Merge Sort in R - r

I am self studying the book "Introduction to Algorithms" by Cormen et alli. In their book, they use pseudo-code which assumes that arrays are passed by pointer (by reference). This is different from R (where objects are passed by value), so I am having some difficulties trying to translate their pseudo-code as close as possible, especially when recursion is involved.
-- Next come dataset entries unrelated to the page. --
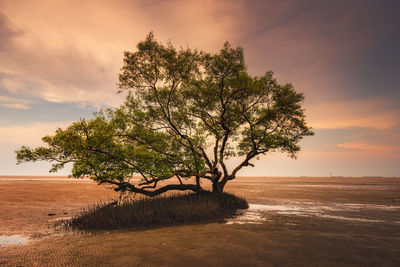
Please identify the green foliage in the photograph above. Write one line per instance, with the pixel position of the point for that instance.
(185, 114)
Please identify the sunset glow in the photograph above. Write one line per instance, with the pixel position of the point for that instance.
(60, 62)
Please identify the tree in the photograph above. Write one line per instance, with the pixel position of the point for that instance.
(186, 113)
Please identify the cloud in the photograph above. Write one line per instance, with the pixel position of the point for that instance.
(378, 113)
(14, 103)
(29, 134)
(72, 51)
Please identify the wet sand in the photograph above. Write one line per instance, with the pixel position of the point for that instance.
(291, 222)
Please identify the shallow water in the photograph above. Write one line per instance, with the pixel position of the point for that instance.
(12, 239)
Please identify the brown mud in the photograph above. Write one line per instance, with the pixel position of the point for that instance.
(291, 222)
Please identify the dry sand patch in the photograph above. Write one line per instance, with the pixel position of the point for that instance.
(284, 237)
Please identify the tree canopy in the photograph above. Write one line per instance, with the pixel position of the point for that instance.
(187, 112)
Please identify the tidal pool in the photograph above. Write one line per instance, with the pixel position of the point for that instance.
(368, 213)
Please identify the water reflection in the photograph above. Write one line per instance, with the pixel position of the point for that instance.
(12, 239)
(369, 213)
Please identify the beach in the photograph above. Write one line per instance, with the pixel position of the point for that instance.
(292, 221)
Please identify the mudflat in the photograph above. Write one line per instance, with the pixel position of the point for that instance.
(291, 221)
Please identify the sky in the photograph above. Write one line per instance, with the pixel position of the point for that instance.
(60, 60)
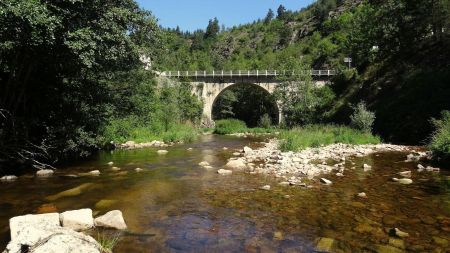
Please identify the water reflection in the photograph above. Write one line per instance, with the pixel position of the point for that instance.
(174, 205)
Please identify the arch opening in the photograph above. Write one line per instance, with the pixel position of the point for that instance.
(246, 102)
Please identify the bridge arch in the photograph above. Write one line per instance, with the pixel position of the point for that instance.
(210, 92)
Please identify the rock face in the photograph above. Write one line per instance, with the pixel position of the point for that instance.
(42, 233)
(237, 164)
(44, 173)
(113, 219)
(77, 220)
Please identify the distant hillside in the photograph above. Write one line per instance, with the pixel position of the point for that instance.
(400, 51)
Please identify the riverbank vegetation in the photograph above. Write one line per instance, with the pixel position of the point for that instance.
(440, 139)
(320, 135)
(75, 75)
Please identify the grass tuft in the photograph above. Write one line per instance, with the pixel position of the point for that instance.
(316, 135)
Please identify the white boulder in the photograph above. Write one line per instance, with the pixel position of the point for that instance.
(237, 164)
(113, 219)
(77, 219)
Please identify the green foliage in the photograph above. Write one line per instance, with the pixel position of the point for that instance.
(316, 135)
(362, 119)
(440, 139)
(265, 121)
(57, 61)
(229, 126)
(107, 241)
(301, 101)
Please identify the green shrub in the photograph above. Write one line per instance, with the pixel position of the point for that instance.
(265, 121)
(317, 135)
(362, 119)
(440, 139)
(229, 126)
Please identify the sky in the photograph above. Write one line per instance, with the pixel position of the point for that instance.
(191, 15)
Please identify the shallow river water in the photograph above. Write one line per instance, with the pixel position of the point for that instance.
(174, 205)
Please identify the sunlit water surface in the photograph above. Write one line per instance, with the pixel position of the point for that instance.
(174, 205)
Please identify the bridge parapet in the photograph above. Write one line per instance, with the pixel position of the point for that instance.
(247, 73)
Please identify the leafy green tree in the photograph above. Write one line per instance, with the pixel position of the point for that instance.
(270, 15)
(213, 28)
(281, 12)
(57, 59)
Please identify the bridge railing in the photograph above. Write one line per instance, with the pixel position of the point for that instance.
(243, 73)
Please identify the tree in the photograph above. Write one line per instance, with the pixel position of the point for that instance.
(281, 12)
(213, 28)
(269, 16)
(57, 61)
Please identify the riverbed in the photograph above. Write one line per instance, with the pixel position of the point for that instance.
(175, 205)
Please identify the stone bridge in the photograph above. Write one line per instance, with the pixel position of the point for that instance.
(208, 85)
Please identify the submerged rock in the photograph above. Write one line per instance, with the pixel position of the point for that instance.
(367, 167)
(403, 180)
(8, 178)
(265, 187)
(105, 203)
(113, 219)
(324, 244)
(237, 164)
(72, 192)
(77, 220)
(405, 173)
(204, 163)
(44, 173)
(325, 181)
(162, 152)
(398, 232)
(42, 233)
(225, 172)
(94, 172)
(362, 195)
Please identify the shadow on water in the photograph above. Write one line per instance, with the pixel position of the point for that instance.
(174, 205)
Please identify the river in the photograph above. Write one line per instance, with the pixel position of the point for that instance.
(174, 205)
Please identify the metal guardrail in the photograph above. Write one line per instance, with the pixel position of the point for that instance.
(248, 73)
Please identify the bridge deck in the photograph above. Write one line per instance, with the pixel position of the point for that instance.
(252, 73)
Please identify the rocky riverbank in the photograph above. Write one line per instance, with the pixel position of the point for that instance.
(310, 162)
(54, 232)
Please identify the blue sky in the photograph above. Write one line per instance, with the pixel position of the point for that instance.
(194, 14)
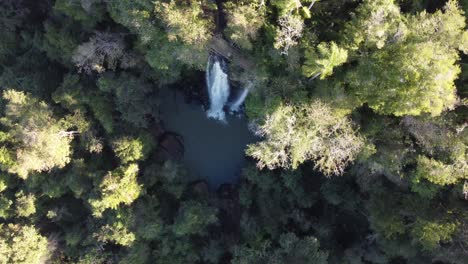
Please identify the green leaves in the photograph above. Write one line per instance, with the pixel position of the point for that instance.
(308, 131)
(429, 234)
(117, 187)
(41, 142)
(322, 60)
(21, 244)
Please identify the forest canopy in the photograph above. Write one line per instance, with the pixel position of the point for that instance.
(359, 108)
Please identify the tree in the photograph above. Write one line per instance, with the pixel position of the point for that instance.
(322, 61)
(130, 149)
(291, 249)
(21, 245)
(288, 33)
(103, 50)
(187, 23)
(429, 234)
(406, 58)
(25, 204)
(307, 131)
(132, 98)
(41, 142)
(193, 218)
(117, 187)
(244, 22)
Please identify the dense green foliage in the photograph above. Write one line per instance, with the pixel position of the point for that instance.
(360, 107)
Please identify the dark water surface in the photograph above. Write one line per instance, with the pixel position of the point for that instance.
(214, 151)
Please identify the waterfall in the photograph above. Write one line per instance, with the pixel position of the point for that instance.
(240, 100)
(218, 88)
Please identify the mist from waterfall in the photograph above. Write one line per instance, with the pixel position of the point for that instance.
(218, 88)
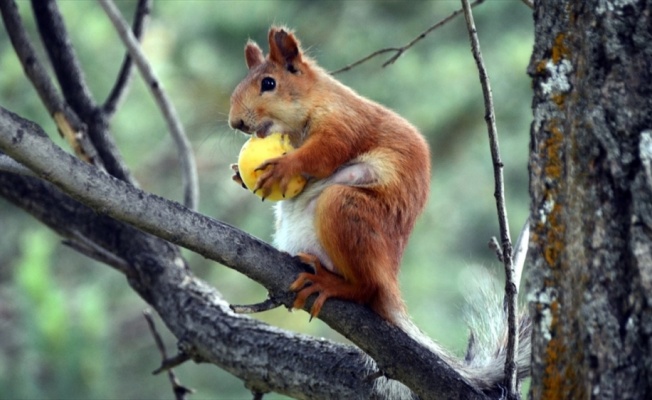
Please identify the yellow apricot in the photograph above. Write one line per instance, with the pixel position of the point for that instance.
(257, 150)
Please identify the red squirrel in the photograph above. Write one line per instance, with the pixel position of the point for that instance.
(368, 172)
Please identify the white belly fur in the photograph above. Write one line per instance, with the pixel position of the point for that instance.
(295, 218)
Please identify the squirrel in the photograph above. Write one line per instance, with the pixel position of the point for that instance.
(368, 172)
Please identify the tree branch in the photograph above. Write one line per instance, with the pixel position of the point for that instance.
(119, 90)
(73, 85)
(511, 290)
(184, 149)
(400, 50)
(414, 365)
(69, 124)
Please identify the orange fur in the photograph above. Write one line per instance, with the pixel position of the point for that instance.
(368, 170)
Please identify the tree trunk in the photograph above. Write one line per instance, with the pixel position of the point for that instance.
(591, 191)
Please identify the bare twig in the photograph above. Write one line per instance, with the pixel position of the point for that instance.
(520, 252)
(184, 149)
(180, 391)
(8, 164)
(400, 50)
(91, 249)
(511, 290)
(495, 246)
(75, 90)
(266, 305)
(119, 90)
(69, 124)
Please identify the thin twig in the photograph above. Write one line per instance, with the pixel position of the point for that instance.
(75, 90)
(520, 252)
(511, 290)
(69, 124)
(184, 149)
(400, 50)
(119, 90)
(180, 391)
(266, 305)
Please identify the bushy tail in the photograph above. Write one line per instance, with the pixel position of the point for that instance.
(484, 363)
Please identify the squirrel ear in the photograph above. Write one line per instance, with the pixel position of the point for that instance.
(284, 49)
(253, 55)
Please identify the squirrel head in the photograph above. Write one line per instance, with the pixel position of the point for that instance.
(275, 94)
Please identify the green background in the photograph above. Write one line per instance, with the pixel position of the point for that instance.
(72, 328)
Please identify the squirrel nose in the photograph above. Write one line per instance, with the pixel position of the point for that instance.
(239, 125)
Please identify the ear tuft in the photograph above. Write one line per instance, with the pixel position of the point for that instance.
(284, 48)
(253, 55)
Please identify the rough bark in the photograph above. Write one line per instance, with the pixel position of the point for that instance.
(591, 192)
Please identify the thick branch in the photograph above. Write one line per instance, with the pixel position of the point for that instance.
(264, 357)
(415, 366)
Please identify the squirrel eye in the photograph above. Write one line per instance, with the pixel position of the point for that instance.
(267, 84)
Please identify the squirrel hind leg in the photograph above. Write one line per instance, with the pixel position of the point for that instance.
(352, 227)
(324, 282)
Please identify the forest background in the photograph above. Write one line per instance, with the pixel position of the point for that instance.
(72, 328)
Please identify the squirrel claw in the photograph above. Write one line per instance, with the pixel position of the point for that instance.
(236, 175)
(315, 285)
(275, 171)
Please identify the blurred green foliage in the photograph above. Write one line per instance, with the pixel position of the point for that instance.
(72, 328)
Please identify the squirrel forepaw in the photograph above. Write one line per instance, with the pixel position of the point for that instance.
(275, 171)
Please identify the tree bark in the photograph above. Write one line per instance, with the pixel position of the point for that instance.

Most of the time, I have to implement things a lot differently.
For example, with the Merge Sort algorithm, they define the Merge Function (which I think I have translated correctly) and the recursive MergeSort function (where direct translation to R does not work).
The merge function in pseudo-code is as follows where: A is an array and p, q, and r are indices into the array such that p < q < r. The procedure assumes that the subarrays A[p:q] and A[q+1:r] are in sorted order. It merges them to form a single sorted subarray that replaces the current subarray A[p:r]
Merge(A, p, q, r)
n1 = q - p + 1
n2 = r - q
let L[1...n1+1] and R[1...n2+1] be new arrays
for i = 1 to n1
L[i] = A[p+i-1]
for j = 1 to n2
R[j] = A[q+j]
L[n1+1] = infinite
R[n2+1] = infinite
i=1
j=1
for k = p to r
if L[i] <= R[j]
A[j] = L[i]
i = i + 1
else
A[k] = R[j]
j = j + 1
Which I've translated to R as:
Merge <- function(a, p, q, r){
n1 <- q - p + 1
n2 <- r - q
L <- numeric(n1+1)
R <- numeric(n2+1)
for(i in 1:n1){
L[i] <- a[p+i-1]
}
for(j in 1:n2){
R[j] <- a[q+j]
}
L[n1+1] <- Inf
R[n2+1] <- Inf
i=1
j=1
for(k in p:r){
if(L[i] <= R[j]){
a[k] <- L[i]
i <- i +1
}else{
a[k] <- R[j]
j <- j+1
}
}
a
}
And it seems to work fine.
Merge(c(1,3,5, 2,4,6), 1, 3, 6)
[1] 1 2 3 4 5 6
Now the MergeSort function is defined in pseudo-code as follows:
MergeSort(A, p, r)
if p < r
q = (p+r)/2
MergeSort(A, p, q)
MergeSort(A, q+1, r)
Merge(A, p, q, r)
This assumes that A is passed by reference and that every change is visible to every recursive call, which is not true in R.
So, given the Merge function defined above, how you would implement the MergeSort function in R to obtain the correct results? (if possible, and preferable, but not necessary, somewhat similar to the pseudo-code)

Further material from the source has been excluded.